According to Modern Healthcare, only a few of the largest ACOs have created IT systems to compile data from several sources across their patient populations. For example, Minneapolis-based Allina Health, an ACO in Medicare’s Pioneer Program that is responsible for about 21,000 Medicare beneficiaries, uses an integrated data warehouse that pulls information from 42 sources. The database includes clinical information from Allina’s electronic health record system and data on:

  • Beneficiary demographics;
  • Claims; and
  • Costs.

Allina, which also runs a commercial ACO, has created about 60 dashboards to display the data and allow administrators and providers to compare outcomes with performance measures and identify areas for improvement. Allina’s ACOs are able to view the data by clinic region, clinic or physician.

However, most ACOs have analytics systems that are not as developed, according to Modern Healthcare.

Many ACOs are creating the capacity to receive notifications when patients are admitted to hospitals or emergency departments, which allows physicians to intervene in order to lower costs and improve quality.
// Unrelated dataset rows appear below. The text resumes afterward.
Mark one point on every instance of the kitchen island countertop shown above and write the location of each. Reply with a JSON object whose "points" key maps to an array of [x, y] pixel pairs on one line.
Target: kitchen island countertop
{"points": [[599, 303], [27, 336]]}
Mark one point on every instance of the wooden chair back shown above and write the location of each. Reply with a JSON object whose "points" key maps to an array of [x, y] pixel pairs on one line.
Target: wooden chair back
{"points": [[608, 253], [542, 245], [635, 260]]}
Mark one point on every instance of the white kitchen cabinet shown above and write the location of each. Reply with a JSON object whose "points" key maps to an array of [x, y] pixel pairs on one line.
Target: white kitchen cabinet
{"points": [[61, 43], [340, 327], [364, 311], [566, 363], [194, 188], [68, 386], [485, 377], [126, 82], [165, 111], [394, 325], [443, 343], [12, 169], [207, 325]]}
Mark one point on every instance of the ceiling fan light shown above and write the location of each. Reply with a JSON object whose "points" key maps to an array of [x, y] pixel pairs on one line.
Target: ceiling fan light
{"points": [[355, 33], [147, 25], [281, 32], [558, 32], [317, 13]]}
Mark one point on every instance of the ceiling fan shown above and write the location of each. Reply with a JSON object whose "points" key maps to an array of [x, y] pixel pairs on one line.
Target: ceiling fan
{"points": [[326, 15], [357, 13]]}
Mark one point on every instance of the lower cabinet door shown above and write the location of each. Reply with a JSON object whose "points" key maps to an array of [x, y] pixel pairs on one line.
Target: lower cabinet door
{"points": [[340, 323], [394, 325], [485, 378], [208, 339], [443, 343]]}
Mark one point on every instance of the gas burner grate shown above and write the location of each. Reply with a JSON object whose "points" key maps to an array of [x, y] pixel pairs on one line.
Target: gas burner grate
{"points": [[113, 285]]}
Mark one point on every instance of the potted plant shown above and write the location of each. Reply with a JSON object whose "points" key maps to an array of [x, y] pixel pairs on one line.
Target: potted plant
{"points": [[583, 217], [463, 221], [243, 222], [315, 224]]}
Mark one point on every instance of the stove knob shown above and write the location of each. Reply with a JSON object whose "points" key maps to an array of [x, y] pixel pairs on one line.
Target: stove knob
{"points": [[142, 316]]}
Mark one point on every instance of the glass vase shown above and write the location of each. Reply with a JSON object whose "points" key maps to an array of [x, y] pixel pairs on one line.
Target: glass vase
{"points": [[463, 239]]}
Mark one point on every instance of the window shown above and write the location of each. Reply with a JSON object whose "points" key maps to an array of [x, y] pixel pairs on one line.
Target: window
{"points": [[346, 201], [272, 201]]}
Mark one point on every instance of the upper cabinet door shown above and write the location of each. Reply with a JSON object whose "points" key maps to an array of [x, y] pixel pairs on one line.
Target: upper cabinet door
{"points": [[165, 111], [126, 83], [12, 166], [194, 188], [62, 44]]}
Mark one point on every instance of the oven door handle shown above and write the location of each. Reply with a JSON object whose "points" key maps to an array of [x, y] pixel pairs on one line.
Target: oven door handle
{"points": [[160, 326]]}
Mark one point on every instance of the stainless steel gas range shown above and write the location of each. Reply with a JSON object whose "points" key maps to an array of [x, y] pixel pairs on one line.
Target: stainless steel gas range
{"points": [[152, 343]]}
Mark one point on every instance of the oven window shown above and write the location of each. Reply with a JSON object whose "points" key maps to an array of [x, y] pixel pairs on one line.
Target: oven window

Meanwhile, many smaller ACOs are currently using their own data in combination with EHRs from other providers in their ACO.

Challenges

According to Modern Healthcare, the biggest challenges for many ACOs with less-developed data systems are analyzing and sharing data and then determining how to make the information actionable. Other challenges for ACOs to creating more-developed data analytics systems include:

  • Creating a template to pull together EHR data from different EHR vendors within a single ACO, which requires using application programing interfaces to use information from older EHR systems;
  • Large fees charged by some EHR vendors to connect their EHR systems with those developed by other vendors; and
  • A dearth of health IT companies developing systems specifically for ACOs.

Future Prospects for Big Data Use Among ACOs

According to Modern Healthcare, health systems are expected eventually to be able to pull and quickly analyze data from several sources, including information on:

  • Location information on enrollees’ distance from recreational amenities, such as parks;
  • Patients’ genes;
  • Patients’ social media posts; and
  • Online consumer purchases.

However, industry experts say such achievements could be years away.

Robert Booz, vice president of the research firm Gartner, said that the firm projected it will take the health care industry about five to 10 more years until the use of big data reaches the Gartner’s measurement forĀ  “plateau of productivity” and is widely adopted across the industry.

Meanwhile, Dan Burton — CEO of Health Catalyst, which worked with Allina to develop its data analytics system — said, “There is so much left for us to do with regular data, we feel there are years to work there” (Conn, Modern Healthcare, 1/17).